#JaimeLaPresse
Quand on aspire à se faire une grande réputation, on est toujours dépendant de l’opinion des autres, il est difficile d’arriver aux honneurs par les services, si les manières et les amis ne les font valoir.
Quatre siècles après ce rappel de la marquise de Lambert à son fils, ce sage aphorisme est toujours d’actualité. Quitte à transposer services par produit ou marque, manières par comportement, éthique, et amis par influenceurs, opinion, publics…
La réputation est toujours affaire de perception, puis d’interprétation. S’il faut chercher de nouveaux enjeux à la réputation, c’est bien du côté de l’interprétation, variant avec l’air du temps au gré des grilles de lecture des publics plus que de la réputation en elle-même.
Pour sa part, la réputation et son impact sur le chiffre d’affaires est un invariant.

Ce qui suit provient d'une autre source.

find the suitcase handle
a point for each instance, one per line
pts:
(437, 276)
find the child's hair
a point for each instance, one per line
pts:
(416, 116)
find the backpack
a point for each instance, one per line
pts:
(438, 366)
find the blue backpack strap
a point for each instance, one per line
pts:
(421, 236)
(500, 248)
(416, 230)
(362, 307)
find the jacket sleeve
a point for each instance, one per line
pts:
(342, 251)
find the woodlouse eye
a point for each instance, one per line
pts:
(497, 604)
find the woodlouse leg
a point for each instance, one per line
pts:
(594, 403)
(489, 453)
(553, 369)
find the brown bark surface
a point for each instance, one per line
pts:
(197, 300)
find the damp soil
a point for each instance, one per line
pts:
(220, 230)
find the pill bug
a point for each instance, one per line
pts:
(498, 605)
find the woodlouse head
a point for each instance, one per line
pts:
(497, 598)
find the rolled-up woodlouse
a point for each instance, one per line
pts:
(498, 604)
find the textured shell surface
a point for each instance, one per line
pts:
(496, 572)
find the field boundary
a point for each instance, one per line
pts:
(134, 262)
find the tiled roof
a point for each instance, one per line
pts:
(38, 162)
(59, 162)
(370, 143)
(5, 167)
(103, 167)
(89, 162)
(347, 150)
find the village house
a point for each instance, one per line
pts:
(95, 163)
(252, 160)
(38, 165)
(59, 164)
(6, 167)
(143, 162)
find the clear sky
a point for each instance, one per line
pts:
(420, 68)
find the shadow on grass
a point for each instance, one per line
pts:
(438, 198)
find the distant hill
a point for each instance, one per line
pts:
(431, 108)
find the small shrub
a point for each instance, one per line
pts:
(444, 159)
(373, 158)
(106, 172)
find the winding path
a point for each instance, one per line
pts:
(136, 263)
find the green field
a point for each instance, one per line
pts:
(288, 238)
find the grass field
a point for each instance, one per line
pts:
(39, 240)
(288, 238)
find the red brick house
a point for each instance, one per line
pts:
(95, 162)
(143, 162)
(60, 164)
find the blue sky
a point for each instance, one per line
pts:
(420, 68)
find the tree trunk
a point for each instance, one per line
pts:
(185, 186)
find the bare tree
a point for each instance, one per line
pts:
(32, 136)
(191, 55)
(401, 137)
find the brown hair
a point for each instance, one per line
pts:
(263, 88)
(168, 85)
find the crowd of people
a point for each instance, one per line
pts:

L’image d’une entreprise est son premier actif immatériel et est souvent supérieur à celle de ses actifs matériels. Tesla, valorisé près de 100 milliards de dollars, plus que GM et Ford réunis alors que son parc comporte moins de 500 000 véhicules suffit à s’en convaincre. Sinon, un simple coup d’œil sur le classement Interbrand devrait vraiment emporter votre conviction.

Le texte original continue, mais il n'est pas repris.